A form of urban poverty that began in the 1970s, and spared no major city in the US, including Seattle (this is the Central District in a nutshell), was the government providing the market with not only devaluation in the form of divestment but also "devalorized capital" in the form of investments in suburbs. Again, the idea of devalorized capital does not exist in neoclassical economics, but it real, it is an investment that does not expect a return or high return and so transfers those gains to privately owned ventures. (Building a highway or a bridge is a form of devalorized capital.) Both devalorization and devaluation protect profits from stagnation (overproduction). I know, this sounds crazy, but how else can you explain the presence of homelessness or the working poor in an economic system that has no basic material scarcities?

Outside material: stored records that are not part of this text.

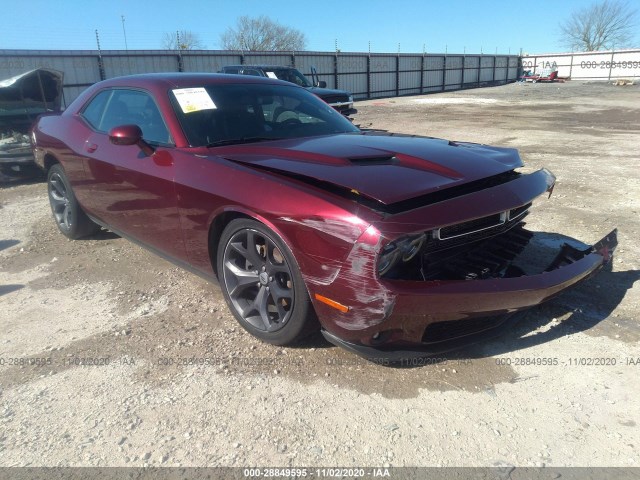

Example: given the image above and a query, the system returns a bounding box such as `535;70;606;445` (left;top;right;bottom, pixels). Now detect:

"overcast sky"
0;0;640;53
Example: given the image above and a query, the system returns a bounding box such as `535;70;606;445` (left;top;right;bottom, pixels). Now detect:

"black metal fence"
0;50;520;104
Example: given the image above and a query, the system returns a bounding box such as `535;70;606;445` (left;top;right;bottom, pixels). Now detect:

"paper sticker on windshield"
173;87;217;113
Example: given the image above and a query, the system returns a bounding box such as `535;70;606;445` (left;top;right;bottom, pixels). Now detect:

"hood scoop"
347;155;400;166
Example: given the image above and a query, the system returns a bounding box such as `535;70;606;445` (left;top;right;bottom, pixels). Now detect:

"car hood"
216;134;522;205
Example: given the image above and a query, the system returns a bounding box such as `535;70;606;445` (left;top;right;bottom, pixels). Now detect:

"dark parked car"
0;68;62;176
221;65;358;116
33;74;616;358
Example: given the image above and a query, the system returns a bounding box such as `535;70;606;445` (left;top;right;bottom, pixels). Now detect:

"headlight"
378;233;426;276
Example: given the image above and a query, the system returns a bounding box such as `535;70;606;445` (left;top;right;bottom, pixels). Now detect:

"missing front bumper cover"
323;230;618;361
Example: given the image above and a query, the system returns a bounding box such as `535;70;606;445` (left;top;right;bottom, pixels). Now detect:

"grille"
508;203;531;220
322;95;349;103
436;213;505;240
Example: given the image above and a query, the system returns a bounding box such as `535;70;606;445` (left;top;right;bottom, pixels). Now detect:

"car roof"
222;65;296;70
99;72;287;89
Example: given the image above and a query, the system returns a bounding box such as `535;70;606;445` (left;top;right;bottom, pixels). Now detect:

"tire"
216;219;318;345
47;164;100;240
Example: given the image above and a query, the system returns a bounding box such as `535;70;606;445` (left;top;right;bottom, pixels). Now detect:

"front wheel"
217;219;317;345
47;164;100;240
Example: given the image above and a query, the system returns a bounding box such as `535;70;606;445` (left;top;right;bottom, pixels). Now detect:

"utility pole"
120;15;129;50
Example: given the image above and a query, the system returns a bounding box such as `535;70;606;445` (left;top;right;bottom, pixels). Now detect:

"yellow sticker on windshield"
173;87;217;113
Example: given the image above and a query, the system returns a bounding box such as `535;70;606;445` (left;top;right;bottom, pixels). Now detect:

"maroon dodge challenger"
32;73;617;359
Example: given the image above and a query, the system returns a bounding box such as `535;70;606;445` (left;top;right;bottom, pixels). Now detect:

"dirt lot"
0;82;640;466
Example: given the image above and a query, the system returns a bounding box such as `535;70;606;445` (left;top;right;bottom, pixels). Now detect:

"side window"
81;90;111;129
97;89;171;144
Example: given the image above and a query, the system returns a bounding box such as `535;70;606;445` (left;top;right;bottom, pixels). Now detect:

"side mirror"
109;125;155;157
109;125;142;145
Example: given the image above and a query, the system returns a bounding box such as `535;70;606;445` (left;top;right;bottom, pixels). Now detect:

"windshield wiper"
207;137;282;148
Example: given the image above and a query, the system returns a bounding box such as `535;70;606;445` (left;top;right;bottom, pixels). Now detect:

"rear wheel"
217;219;317;345
47;164;100;239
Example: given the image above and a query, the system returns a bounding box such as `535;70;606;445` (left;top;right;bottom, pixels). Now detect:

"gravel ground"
0;82;640;467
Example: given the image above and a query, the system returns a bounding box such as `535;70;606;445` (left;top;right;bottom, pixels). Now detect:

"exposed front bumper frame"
323;230;618;362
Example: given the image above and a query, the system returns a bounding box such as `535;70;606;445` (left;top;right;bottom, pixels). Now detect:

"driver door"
81;89;185;258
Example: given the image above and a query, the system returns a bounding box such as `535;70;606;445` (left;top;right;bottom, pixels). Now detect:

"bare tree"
162;30;206;50
220;15;307;52
560;0;637;52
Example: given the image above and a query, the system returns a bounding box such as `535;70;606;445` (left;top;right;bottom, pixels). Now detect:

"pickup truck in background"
220;65;358;116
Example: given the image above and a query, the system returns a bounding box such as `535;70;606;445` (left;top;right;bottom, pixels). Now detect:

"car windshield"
172;83;359;147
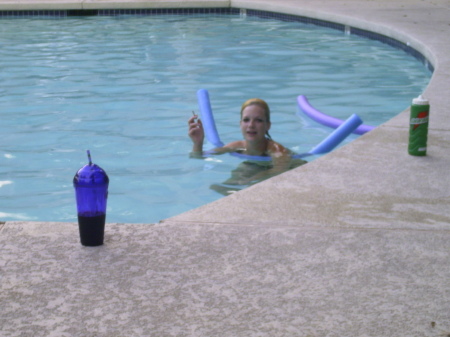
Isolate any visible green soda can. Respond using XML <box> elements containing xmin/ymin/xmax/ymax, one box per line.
<box><xmin>408</xmin><ymin>95</ymin><xmax>430</xmax><ymax>156</ymax></box>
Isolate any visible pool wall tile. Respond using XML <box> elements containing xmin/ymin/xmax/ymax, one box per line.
<box><xmin>0</xmin><ymin>7</ymin><xmax>434</xmax><ymax>72</ymax></box>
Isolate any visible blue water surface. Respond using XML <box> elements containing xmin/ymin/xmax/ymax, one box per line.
<box><xmin>0</xmin><ymin>15</ymin><xmax>431</xmax><ymax>223</ymax></box>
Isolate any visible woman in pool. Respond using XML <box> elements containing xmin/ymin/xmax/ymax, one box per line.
<box><xmin>188</xmin><ymin>98</ymin><xmax>306</xmax><ymax>192</ymax></box>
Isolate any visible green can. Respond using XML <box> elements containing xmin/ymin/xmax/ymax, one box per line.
<box><xmin>408</xmin><ymin>96</ymin><xmax>430</xmax><ymax>156</ymax></box>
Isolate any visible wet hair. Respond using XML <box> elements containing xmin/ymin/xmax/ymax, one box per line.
<box><xmin>241</xmin><ymin>98</ymin><xmax>272</xmax><ymax>140</ymax></box>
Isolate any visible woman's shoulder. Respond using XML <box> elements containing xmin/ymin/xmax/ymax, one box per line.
<box><xmin>267</xmin><ymin>140</ymin><xmax>291</xmax><ymax>155</ymax></box>
<box><xmin>224</xmin><ymin>140</ymin><xmax>245</xmax><ymax>149</ymax></box>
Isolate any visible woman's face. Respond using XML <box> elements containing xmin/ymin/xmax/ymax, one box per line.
<box><xmin>240</xmin><ymin>104</ymin><xmax>270</xmax><ymax>142</ymax></box>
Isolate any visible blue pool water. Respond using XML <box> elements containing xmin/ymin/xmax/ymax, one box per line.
<box><xmin>0</xmin><ymin>15</ymin><xmax>431</xmax><ymax>223</ymax></box>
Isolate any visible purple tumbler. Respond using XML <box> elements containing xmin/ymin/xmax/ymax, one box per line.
<box><xmin>73</xmin><ymin>151</ymin><xmax>109</xmax><ymax>246</ymax></box>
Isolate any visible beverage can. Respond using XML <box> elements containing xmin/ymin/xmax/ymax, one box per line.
<box><xmin>408</xmin><ymin>95</ymin><xmax>430</xmax><ymax>156</ymax></box>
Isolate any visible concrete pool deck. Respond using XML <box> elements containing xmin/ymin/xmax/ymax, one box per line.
<box><xmin>0</xmin><ymin>0</ymin><xmax>450</xmax><ymax>337</ymax></box>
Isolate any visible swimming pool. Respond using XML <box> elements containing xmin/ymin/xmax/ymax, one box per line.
<box><xmin>0</xmin><ymin>15</ymin><xmax>431</xmax><ymax>223</ymax></box>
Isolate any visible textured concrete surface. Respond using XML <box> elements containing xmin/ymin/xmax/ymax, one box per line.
<box><xmin>0</xmin><ymin>0</ymin><xmax>450</xmax><ymax>337</ymax></box>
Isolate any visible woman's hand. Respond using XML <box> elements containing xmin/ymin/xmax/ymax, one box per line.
<box><xmin>188</xmin><ymin>115</ymin><xmax>205</xmax><ymax>152</ymax></box>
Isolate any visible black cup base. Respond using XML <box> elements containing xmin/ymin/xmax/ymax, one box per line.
<box><xmin>78</xmin><ymin>214</ymin><xmax>106</xmax><ymax>247</ymax></box>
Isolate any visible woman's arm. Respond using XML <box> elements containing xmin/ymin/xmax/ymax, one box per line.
<box><xmin>188</xmin><ymin>115</ymin><xmax>205</xmax><ymax>155</ymax></box>
<box><xmin>239</xmin><ymin>141</ymin><xmax>292</xmax><ymax>185</ymax></box>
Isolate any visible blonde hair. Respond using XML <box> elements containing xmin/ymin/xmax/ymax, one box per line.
<box><xmin>241</xmin><ymin>98</ymin><xmax>272</xmax><ymax>140</ymax></box>
<box><xmin>241</xmin><ymin>98</ymin><xmax>270</xmax><ymax>122</ymax></box>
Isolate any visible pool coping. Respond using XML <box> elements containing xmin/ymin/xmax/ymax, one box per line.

But once capital is destroyed, investment can return. We call this gentrification, which Ruth Glass, a mid-century German-born British urban sociologist, named and described in her 1964 essay "London: Aspects of Change" (it's in her book Clichés of Urban Doom and Other Essays). Through a set of policy changes, revaluation occurs in devastated areas (in the case of London, a massive war helped devalue huge sections of the city). But revaluation of a devastated area is only a temporary fix to the system's struggle with the pull of stagnation. Soon, investment opportunities dry up and there is great pressure for devaluation. Seattle must keep its eyes open for this. It will happen. And any economic or urban thinking that does not factor in the urban history of capital devaluation/destruction will not see the future clearly. The crisis of poverty in a rich country is always a crisis of profitability, and no amount of zoning or rezoning is going to meet this fact meaningfully.